Étant donné que la dichotomie de la réforme progressive et systémique est devenue une partie intégrante de la dynamique du GTIII, il convient de noter quelques leçons possibles pour le processus de réforme plus large du RDIE qui peuvent être tirées du parcours du projet de code. Premièrement, il serait utile de déterminer si l’option de réforme pertinente est également viable pour le mécanisme ad hoc et permanent de règlement des différends et de procéder à la séparation tôt, si la délibération simultanée des deux fait dérailler l’adoption de l’instrument de réforme. Bien qu’il ait été clair dès le début qu’un code de conduite unifié ne pouvait pas s’adapter aux deux orientations de la réforme, les codes ont finalement été séparés aux toutes dernières étapes du processus. Deuxièmement, les rédacteurs pourraient examiner dès le départ le degré de flexibilité intégrée de l’instrument de réforme afin d’éviter les discussions circulaires et les impasses liées à des détails spécifiques contestés (tels que les délais ou les exceptions). Par exemple, si une disposition fait l’objet d’une renonciation ou d’un accord entre les parties, la règle par défaut peut être un compromis entre des opinions polarisées (ce qui a finalement été accompli avec les règles sur la double casquette dans le projet de code).

Troisièmement, les mécanismes de mise en œuvre et d’application des options de réforme pertinentes devraient être définis à un stade précoce afin d’ancrer l’instrument de réforme pertinent dans un cadre normatif. Délibérer sur des normes concrètes dans un vide juridique sans mécanisme d’application clair ne peut que retarder ou entraver le résultat souhaité. Cela risque également de réduire l’efficacité même des dispositions les plus robustes si elles sont encore soumises (et potentiellement en tension avec) les normes existantes.
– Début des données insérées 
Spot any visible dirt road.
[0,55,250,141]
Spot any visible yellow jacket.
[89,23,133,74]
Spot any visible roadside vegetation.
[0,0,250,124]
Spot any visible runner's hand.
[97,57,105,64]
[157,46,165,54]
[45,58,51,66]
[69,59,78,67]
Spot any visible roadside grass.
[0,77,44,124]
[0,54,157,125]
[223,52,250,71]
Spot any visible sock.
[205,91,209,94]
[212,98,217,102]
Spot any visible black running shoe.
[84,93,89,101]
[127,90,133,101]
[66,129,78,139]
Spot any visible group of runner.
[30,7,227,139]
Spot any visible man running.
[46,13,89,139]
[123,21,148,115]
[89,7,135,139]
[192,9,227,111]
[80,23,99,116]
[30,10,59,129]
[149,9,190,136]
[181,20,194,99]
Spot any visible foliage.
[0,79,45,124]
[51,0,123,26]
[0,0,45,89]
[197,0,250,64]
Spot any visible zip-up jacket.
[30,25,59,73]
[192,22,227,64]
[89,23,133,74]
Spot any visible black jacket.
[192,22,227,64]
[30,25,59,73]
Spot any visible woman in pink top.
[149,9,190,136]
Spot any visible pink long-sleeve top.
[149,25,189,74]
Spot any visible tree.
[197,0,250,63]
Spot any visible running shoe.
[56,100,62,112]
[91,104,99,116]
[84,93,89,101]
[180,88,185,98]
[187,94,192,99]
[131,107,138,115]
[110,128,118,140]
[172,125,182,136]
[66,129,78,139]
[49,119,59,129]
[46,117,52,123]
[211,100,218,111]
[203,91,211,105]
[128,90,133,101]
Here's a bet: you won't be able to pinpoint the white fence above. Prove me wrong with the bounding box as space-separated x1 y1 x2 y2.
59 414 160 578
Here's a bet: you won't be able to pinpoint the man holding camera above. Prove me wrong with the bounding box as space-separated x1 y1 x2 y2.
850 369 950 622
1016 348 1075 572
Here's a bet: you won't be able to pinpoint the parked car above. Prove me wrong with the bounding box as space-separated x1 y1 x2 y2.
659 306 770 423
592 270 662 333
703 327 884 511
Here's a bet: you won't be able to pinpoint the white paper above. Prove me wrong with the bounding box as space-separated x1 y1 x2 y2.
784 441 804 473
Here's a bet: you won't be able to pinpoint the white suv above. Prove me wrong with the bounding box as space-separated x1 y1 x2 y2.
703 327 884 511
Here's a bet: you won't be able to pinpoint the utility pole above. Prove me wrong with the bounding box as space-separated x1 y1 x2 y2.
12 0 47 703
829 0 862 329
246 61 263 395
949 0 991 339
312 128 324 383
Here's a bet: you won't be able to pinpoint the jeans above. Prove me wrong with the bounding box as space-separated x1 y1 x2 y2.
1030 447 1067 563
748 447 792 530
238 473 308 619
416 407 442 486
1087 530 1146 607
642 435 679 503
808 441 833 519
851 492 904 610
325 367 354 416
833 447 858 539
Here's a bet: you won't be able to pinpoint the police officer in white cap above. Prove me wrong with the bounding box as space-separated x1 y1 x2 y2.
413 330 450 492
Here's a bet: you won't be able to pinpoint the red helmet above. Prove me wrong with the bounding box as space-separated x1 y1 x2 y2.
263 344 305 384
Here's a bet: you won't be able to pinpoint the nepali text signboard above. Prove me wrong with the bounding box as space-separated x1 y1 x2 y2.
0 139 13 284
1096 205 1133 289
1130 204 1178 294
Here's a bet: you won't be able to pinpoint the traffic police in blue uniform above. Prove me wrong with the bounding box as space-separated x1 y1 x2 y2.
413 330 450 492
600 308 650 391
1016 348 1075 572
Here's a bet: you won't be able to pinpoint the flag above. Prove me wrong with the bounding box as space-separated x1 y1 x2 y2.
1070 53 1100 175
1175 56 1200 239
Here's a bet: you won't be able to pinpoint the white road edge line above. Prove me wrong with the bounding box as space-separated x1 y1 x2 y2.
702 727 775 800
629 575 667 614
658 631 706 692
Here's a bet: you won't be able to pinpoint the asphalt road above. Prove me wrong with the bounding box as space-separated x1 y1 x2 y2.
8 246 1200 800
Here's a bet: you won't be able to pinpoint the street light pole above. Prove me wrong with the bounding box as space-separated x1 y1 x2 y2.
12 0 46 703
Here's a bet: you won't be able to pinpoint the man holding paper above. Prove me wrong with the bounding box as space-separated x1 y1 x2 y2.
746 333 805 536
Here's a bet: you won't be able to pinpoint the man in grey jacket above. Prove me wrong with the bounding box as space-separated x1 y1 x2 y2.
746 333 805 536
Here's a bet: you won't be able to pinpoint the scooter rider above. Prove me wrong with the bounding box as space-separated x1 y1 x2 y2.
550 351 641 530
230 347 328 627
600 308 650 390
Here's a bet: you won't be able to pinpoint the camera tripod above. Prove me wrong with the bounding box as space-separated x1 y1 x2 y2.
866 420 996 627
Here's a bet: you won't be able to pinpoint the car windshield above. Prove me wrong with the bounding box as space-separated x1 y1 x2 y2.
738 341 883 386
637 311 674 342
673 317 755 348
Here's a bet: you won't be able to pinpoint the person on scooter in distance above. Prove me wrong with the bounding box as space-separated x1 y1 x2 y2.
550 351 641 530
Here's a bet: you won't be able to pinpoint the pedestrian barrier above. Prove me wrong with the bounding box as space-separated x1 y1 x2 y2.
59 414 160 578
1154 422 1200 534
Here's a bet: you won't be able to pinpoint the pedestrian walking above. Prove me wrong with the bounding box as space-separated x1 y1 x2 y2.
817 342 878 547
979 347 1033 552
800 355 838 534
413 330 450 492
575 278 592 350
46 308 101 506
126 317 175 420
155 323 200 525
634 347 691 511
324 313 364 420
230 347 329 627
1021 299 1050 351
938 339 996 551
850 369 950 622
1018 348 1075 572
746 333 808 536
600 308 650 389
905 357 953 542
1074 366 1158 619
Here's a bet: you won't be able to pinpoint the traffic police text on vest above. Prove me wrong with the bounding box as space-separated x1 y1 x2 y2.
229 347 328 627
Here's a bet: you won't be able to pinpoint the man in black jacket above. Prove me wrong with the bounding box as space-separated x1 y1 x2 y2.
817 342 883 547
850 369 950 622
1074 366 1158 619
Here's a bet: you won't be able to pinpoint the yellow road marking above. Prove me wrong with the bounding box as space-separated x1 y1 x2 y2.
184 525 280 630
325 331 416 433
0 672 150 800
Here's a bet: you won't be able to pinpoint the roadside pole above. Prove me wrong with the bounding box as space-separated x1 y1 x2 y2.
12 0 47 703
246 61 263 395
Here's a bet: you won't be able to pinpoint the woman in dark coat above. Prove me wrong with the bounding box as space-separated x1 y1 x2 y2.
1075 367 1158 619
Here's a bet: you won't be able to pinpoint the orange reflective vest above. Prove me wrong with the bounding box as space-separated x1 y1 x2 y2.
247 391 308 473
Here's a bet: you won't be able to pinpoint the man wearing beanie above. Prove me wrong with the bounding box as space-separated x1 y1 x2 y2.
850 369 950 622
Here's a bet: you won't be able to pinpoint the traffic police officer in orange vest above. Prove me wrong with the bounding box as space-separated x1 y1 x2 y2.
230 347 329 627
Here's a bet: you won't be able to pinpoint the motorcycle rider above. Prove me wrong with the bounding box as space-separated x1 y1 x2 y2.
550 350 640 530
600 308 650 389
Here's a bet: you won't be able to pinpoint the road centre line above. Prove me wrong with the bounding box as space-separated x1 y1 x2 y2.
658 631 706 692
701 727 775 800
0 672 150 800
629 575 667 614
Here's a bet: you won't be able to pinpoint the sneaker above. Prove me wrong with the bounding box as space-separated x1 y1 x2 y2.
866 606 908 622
Malheureusement, le projet de code ne prévoit pas de définition définie pour la mise en œuvre et l’application mécanisme, laissant place à la fragmentation et à l’incertitude qu’il était censé éliminer.

Enfin, nul besoin de réinventer la roue pour des questions déjà réglementées ailleurs. Par exemple, après deux ans de délibération sur une norme de divulgation globale et alternative, le texte final du projet de code a été aligné sur la norme adoptée dans le Règlement d’arbitrage de la CNUDCI.. Cette disposition générale est désormais complétée par des indications supplémentaires dans le commentairequi clarifie les exigences de divulgation spécifiques et fait référence aux lignes directrices de l’IBA sur les conflits d’intérêts dans l’arbitrage international comme une ressource précieuse pour les décideurs. C’était un long détour vers le meilleur résultat, qui était déjà à portée de main.

Conclusion

La trajectoire et les progrès du projet de code constituent une bonne feuille de route pour d’autres domaines de la réforme du RDIE afin d’éviter les pièges et les retards associés à une réforme à deux voies, en recherchant des solutions progressives et systémiques. Il reste à voir si la Commission adoptera le projet de code pour les arbitres et comment il interagira avec les règles et procédures existantes jusqu’à ce qu’une application spéciale cadre est établi. Dans tous les cas, il s’agit d’une étape importante pour le GTIII alors que nous attendons de nouveaux progrès sur les instruments qui façonneront l’avenir de l’ISDS tel que nous le connaissons.